On doit aussi citer les centrales nucléaires à fusion, mais leur faisabilité n’a pas encore été démontré.
Les déchets nucléaires posent sans aucun doute un problème pour l’avenir, et nos enfants pourraient nous reprocher de leur laisser nos saletés. Ce n’est certes pas charitable de leur laisser une planète plus sale que celle que nous avons trouvées. Mais ce serait encore moins charitable de leur laisser une société moyenâgeuse sans les technologies que nous connaissons. Et ce d’autant-plus que d’autres pays ne se gêneront pas pour développer des centrales nucléaires.
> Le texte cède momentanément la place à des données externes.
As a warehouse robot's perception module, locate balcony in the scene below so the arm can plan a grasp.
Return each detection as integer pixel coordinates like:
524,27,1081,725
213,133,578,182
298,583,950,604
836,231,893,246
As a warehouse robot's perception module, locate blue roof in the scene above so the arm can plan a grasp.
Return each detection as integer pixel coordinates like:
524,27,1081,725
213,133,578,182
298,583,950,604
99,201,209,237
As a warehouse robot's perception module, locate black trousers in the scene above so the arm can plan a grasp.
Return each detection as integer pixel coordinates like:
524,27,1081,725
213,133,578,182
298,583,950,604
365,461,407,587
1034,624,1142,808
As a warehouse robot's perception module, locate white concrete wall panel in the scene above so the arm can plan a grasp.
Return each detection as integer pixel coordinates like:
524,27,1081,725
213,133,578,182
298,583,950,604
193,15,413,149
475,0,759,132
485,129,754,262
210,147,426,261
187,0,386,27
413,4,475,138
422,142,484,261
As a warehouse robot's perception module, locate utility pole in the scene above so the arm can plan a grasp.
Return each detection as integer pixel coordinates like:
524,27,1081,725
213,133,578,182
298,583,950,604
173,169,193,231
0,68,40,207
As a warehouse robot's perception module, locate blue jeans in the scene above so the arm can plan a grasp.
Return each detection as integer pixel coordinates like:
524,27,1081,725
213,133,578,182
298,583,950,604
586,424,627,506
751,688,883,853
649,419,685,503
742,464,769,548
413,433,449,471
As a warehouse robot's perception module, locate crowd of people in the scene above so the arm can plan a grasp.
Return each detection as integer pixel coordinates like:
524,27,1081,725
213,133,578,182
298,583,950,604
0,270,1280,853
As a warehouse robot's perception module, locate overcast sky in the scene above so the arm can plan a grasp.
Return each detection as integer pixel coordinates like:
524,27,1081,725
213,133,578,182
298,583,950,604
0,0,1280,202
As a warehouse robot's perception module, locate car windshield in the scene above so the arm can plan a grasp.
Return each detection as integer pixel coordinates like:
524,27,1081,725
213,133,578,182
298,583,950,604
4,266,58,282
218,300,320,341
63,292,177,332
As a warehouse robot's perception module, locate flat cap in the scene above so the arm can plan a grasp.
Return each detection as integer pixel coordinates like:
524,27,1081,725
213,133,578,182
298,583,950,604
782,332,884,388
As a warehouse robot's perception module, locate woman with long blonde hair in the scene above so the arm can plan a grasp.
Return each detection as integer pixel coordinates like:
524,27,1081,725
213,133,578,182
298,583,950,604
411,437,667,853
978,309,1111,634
Si aujourd’hui nous refusons de développer d’avantage l’énergie nucléaire, nos enfants n’auront plus à leur disposition les facilités technologiques que nous avons connues – hôpitaux, pompiers, transports, nourriture, communication… – et seront écrasés par le savoir-faire et les technologies de pays ailleurs sur la planète. Si nous n’investissons pas dans le progrès nucléaire, nos enfants seront comme des Indiens face à des Conquistadores. Ils n’auront même pas d’environnement propre en échange puisque les pays plus malins et plus puissants déverseront leurs déchets nucléaires ici : nos enfants seront donc doublement perdants !
La France a une avantage énorme avec le savoir-faire du nucléaire, abandonner cette filière serait une politique criminelle envers nos enfants.